Frequently Asked Questions
1. How is the battery replaced in the artificial
pacemaker? The battery is sealed inside the pacemaker case, or can,
which also contains the electronic circuitry. When the battery's
energy is depleted, a new pacemaker must be implanted. The surgery
needed to remove the old pacemaker and implant the new one may require
only a local anesthetic and is generally a very brief operation.
In most cases, your original pacemaker lead(s) will not need to
be replaced.
2. Is there a chance that my artificial pacemaker
will fail? Yes, there is a remote possibility that any electronic
device can fail, but technical advances in recent years have made
it possible to make pacemakers very reliable.

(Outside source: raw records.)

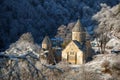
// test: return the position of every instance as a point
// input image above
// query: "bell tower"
(78, 32)
(46, 43)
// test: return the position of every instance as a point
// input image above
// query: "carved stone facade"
(75, 52)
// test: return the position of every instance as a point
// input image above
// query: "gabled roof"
(46, 40)
(76, 44)
(78, 27)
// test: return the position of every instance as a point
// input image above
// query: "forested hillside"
(41, 17)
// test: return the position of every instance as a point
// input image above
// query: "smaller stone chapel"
(78, 50)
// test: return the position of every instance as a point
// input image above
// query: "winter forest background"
(41, 17)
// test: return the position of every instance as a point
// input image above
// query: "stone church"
(78, 50)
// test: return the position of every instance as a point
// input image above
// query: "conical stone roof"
(46, 40)
(78, 27)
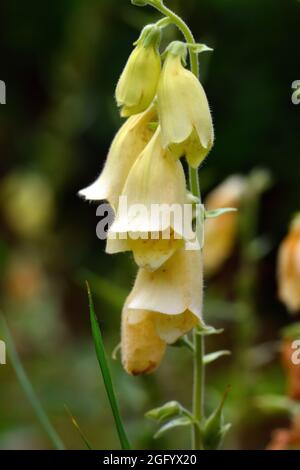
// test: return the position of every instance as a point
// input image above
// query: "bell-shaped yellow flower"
(185, 118)
(221, 232)
(289, 267)
(174, 288)
(127, 145)
(137, 85)
(154, 196)
(162, 307)
(142, 348)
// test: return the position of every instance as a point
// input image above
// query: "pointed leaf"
(175, 423)
(77, 427)
(183, 342)
(214, 429)
(168, 410)
(101, 356)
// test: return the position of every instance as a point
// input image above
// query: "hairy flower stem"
(198, 339)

3. What happens if my artificial pacemaker does
fail? If your pacemaker should fail to function properly, you may
experience the same symptoms that you had before you received the
pacemaker. If you ever have these symptoms, contact you doctor as
soon as possible.
4. Can I use my cellular phone? Yes. In certain
cases, a cellular phone could affect your pacemaker's operation
if it is closer to it than six inches. This interaction is temporary,
and moving the phone away from the pacemaker will return it to proper
function. To reduce the chance of interaction, maintain a distance
of at least six inches between the cellular phone and your pacemaker;
hold the cellular phone on the opposite side of your body from your
pacemaker; do not carry a cellular phone in a breast pocket or on
a belt if that places the phone within 6 inches of your pacemaker.
5. Will microwave ovens interfere with my artificial
pacemaker? Microwave ovens will not interfere with pacemakers that
are manufactured today or in recent years. Patients with pacemakers
may use microwaves without concern.
6. Is there other electronic equipment that will
interfere with my artificial pacemaker? Certain types of welding
equipment could interfere with a pacemaker and should be discussed
with your physician prior to using. There are other industrial sources
of potential interference. If you work in an environment where heavy
equipment is used, it is worthwhile discussing it with your physician
to be certain there is no concern.
Certain types of hospital equipment may cause
interference. MRI or magnetic resonance imaging equipment is capable
of interference and is generally not performed in patients with
pacemakers. MRI has been done in special circumstances in patients
with pacemakers. If an MRI was felt to be critical, this would require
discussion between you and the doctor ordering the MRI.